Apprendre à la cultiver
Après 3 années de recul, le rendement moyen ressort à un bon 70 q/ha avec 3 à 4 variétés différentes. “J’ai appris, grâce à mon technicien, à cultiver la féverole”, avoue humblement notre agriculteur. Principale évolution : une approche raisonnée de la protection sanitaire. “Concernant le risque bruche, la première année, nous ne disposions pas d’avis. C’est pourquoi, dès début floraison, je traitais toutes les semaines, se souvient Patrick Porret. Désormais et grâce au système d’alerte mis en place par la coopérative, on intervient qu’en cas de risque avéré (ndlr : 3 alertes cette année) et le positionnement de l’intervention est extrêmement précis”. Indispensable à un moment ou l’étau se resserre autour de certaines matières actives avec pour conséquences “des produits moins performants”.
Autre tendance perçue depuis trois ans : “on sème de plus en plus tôt, à partir de début février”. Des raisons climatiques avant tout mais aussi peut-être le signe que les obtenteurs travaillent le critère précocité. Tout cela va dans le bon sens. “Un mois de différence au semis, c’est une semaine de gagnée à la floraison et donc un meilleur rendement et plus de qualité”, juge Alexandre Hemet.

Des surfaces multipliées par deux
A l’échelon du territoire de la coopérative de Creully, les surfaces en féverole ont été multipliées par deux passant de 500/600 ha à 1 000/1 200 ha.
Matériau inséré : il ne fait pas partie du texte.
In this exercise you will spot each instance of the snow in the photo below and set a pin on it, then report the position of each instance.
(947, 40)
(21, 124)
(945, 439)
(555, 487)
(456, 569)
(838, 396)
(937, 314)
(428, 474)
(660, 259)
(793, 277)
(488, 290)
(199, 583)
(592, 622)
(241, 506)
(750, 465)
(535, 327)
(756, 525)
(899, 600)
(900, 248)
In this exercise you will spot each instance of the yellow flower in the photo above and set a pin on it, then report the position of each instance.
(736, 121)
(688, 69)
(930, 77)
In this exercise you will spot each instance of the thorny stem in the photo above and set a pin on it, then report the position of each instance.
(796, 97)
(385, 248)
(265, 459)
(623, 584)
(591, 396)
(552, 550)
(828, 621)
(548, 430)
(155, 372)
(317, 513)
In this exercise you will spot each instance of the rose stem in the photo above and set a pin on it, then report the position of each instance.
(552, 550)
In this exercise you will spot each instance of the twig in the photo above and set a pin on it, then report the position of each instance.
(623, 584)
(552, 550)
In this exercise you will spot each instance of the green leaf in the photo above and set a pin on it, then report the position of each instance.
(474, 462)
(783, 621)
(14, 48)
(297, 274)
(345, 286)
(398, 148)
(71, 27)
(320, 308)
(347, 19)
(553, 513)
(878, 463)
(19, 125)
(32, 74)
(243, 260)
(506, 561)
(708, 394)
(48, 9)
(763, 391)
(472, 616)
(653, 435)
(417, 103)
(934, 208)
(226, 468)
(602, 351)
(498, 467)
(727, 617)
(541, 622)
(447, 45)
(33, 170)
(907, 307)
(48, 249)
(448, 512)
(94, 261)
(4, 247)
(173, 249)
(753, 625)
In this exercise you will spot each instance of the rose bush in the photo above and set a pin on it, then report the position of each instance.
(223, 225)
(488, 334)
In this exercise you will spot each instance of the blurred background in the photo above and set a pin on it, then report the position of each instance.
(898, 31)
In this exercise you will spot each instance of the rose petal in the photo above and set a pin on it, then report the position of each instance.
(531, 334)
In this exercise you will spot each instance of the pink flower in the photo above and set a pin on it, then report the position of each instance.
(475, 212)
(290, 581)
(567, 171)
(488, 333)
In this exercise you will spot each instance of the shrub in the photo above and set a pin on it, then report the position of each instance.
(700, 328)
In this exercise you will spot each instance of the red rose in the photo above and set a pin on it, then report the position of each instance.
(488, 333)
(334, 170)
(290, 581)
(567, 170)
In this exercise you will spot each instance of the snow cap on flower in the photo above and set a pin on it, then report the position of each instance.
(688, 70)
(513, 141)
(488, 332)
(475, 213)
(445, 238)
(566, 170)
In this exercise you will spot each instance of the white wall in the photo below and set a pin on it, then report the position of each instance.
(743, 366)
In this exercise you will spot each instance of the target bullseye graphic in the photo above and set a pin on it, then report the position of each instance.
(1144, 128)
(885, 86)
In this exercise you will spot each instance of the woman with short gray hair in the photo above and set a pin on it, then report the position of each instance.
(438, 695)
Les producteurs traditionnels persévèrent, voire augmentent leur sole, alors que de nouveaux s’y essaient. Si la fèverole a grignoté patiemment son cousin le pois protéagineux, elle marche désormais aussi sur les plates-bandes du colza. En 2009, elle pourrait même en partie se substituer au lin puisque son interprofession a préconisé une baisse des emblavements.
Cette augmentation des surfaces n’est pas pour déplaire à la coopérative. “Ça nous donne du crédit”, avoue-t-on du côté de Creully. Mais cette crédibilité sur le marché Egyptien pour l’alimentation humaine, il faut la préserver avec une qualité irréprochable.
Le cru 2008 a été bon avec des lots à 0 % de grains bruchés. Mais on a aussi parallèlement enregistré des livraisons à 60 %. Une minorité certes mais “ce n’est pas une fatalité, c’est un manque de suivi”,déplore Alexandre Hemet. Cette qualité, qui pèse au demeurant 40 e/t de différence de rémunération dans la balance, sera au cœur de la journée débat organisée par par la coopérative, en collaboration avec Arvalis et l’Unip, qui se tiendra le 25 novembre prochain à Caen.